L’industria della creazione di contenuti e quella dell’intelligenza artificiale generativa si trovano in un punto di svolta critico, una tensione che è stata recentemente cristallizzata da una mossa strategica e clamorosa del colosso dell’intrattenimento, The Walt Disney Company. Pochi istanti dopo aver siglato un accordo di partnership del valore di circa un miliardo di dollari con OpenAI, che di fatto apre le porte del suo immenso catalogo di proprietà intellettuale a modelli avanzati come Sora, Disney ha simultaneamente recapitato una formale lettera di diffida a Google, accusando i suoi servizi di intelligenza artificiale di violazione di copyright su “larga scala”. Questa “strategia duale” non è solo una disputa legale; è una dichiarazione industriale che ridefinisce il confine tra collaborazione e sfruttamento non autorizzato nell’era dell’AI.
Il CEO di Disney, Bob Iger, sta chiaramente delineando una nuova filosofia aziendale: l’intelligenza artificiale non è un nemico, ma un partner potenziale, purché si attenga a regole rigorose sul rispetto e sulla remunerazione della proprietà intellettuale. Da un lato, l’intesa con OpenAI rappresenta l’esperimento più ambizioso di convergenza tra la GenAI e contenuti di altissimo profilo. L’accordo, infatti, consente a un modello di generazione video di utilizzare legalmente personaggi iconici come Topolino, gli eroi Marvel e gli elementi di Star Wars per creare nuovi contenuti in modo controllato e concordato. Questo sposta l’IA da un mero strumento “consumer” a una vera e propria infrastruttura interna per la creatività, stabilendo un precedente storico nel modo in cui Hollywood intende sfruttare le nuove tecnologie.
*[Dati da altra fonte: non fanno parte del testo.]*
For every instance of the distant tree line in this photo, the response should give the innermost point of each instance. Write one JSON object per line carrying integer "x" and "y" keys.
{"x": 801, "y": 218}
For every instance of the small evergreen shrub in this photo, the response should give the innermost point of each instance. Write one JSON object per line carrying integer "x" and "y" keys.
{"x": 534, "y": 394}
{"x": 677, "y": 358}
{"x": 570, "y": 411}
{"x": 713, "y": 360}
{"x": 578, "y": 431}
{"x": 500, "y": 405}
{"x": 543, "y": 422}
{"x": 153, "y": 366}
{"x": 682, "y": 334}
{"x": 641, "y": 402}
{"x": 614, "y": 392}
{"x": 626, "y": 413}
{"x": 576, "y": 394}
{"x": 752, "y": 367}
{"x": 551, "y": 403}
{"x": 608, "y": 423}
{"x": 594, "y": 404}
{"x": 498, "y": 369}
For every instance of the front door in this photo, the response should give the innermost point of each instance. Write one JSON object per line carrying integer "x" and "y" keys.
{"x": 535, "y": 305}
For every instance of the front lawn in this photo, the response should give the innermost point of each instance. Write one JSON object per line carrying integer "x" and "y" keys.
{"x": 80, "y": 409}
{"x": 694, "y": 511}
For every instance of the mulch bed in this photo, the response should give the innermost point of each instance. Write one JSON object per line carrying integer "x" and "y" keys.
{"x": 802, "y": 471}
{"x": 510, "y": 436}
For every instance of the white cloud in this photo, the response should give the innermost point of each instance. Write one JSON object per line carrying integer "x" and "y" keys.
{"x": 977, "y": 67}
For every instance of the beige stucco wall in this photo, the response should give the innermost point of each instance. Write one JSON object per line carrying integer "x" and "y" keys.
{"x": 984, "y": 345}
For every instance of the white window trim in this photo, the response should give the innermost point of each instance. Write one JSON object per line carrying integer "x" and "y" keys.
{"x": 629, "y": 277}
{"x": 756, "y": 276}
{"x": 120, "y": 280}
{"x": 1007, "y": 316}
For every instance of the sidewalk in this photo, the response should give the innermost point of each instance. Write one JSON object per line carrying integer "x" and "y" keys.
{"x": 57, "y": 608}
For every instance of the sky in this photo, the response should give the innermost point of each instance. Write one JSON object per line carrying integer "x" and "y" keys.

Dall’altro lato, la diffida a Google, giunta in un tempismo tutt’altro che casuale, colpisce al cuore i sistemi di intelligenza artificiale del gigante di Mountain View. Nello specifico, la missiva dei legali Disney punta il dito contro prodotti di punta come i modelli linguistici Gemini, i generatori video come Veo e Imagen, e il modello di ricerca Nano Banana. L’accusa non riguarda una singola infrazione, ma una presunta violazione sistematica e massiccia, in cui i modelli di Google avrebbero attinto senza autorizzazione a opere protette per il loro addestramento, producendo in output contenuti che rievocano in modo inconfondibile le opere di Disney, inclusi i dettagli stilistici e visivi di personaggi complessi, per esempio, provenienti dall’universo Guardiani della Galassia o dalla saga di fantascienza.
Questa azione legale rafforza una linea sempre più rigida e intransigente intrapresa da Disney, che in precedenza aveva già intentato cause legali contro altre piattaforme di generazione di contenuti, come Character.AI e, in particolare, contro Midjourney. Per il colosso dell’intrattenimento, non si discute l’esistenza dell’IA in sé, ma la modalità con cui queste aziende hanno costruito e addestrato i loro modelli, sfruttando il lavoro creativo protetto da copyright come una risorsa illimitata e gratuita. La battaglia si concentra sul principio del “fair use”, contestato da Disney proprio per la natura commerciale e la “scala massiva” della violazione.
Google, dal canto suo, avrebbe respinto prontamente le accuse. Un portavoce ha riaffermato la lunga e storica collaborazione con Disney, sottolineando che i suoi sistemi si basano su dati pubblicamente disponibili e che l’azienda offre già strumenti sofisticati di gestione del copyright, come Content ID, oltre a varie opzioni di controllo per gli editori. Tuttavia, la mossa di Disney evidenzia come, per i maggiori detentori di proprietà intellettuale, tali misure non siano più sufficienti a garantire la tutela del proprio patrimonio in un contesto dove l’IA generativa è capace di replicare stili e personaggi con fedeltà impressionante.
La dualità della strategia di Disney — il pugno di ferro con chi è percepito come uno “scroccone del copyright” e la mano tesa verso partner regolamentati — è destinata a ridisegnare i rapporti di potere tra Hollywood e la Silicon Valley. La posta in gioco è alta: si tratta di stabilire chi controlla e, soprattutto, chi viene remunerato per l’utilizzo dell’enorme quantità di dati creativi che alimenta la rivoluzione dell’intelligenza artificiale. Questa controversia non è un incidente isolato, ma un elemento chiave nella complessa evoluzione del diritto d’autore nell’era digitale.